CD4+ and CD8+ T cells play dual roles in varicella-zoster virus (VZV) pathogenesis. The first role is to deliver the virus to cutaneous sites during primary VZV infection, permitting replication at these sites and the successful transmission of the virus to other susceptible individuals. The second contribution of T cells is to provide the critical antigen-specific adaptive immunity needed to stop viral replication and maintain VZV latency in sensory ganglia. The equilibrium between VZV and the host can be predicted to be served by immune evasion mechanisms in at least two important ways, including the facilitation of cell-associated viremia during primary VZV infection and silent persistence in dorsal root ganglia. Interference with antigen presentation by MHC class I downregulation may be expected to play a role in both circumstances.

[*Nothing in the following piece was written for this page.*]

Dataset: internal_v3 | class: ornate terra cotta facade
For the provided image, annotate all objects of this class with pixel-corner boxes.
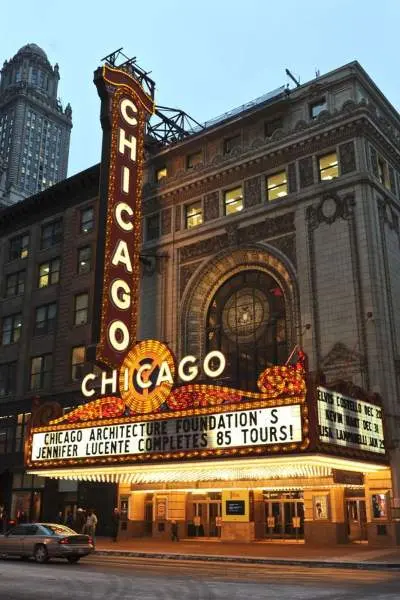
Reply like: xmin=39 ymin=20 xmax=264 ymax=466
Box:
xmin=0 ymin=62 xmax=400 ymax=544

Transient interference with MHC class II expression in varicella skin lesions should facilitate local replication and transmission. In addition, when VZV reactivates, the capacity of viral gene products to block the upregulation of MHC class II expression triggered by interferon-gamma should permit a sufficient period of viral replication to cause the lesions of herpes zoster, despite the presence of VZV-specific T cells, and to allow transmission of the virus to susceptible individuals. Although the effort is at an early stage compared to studies of other viral pathogens, identifying the VZV gene products that exert these effects and their mechanisms of interference has the potential to reveal novel aspects of MHC class I and class II antigen processing and presentation.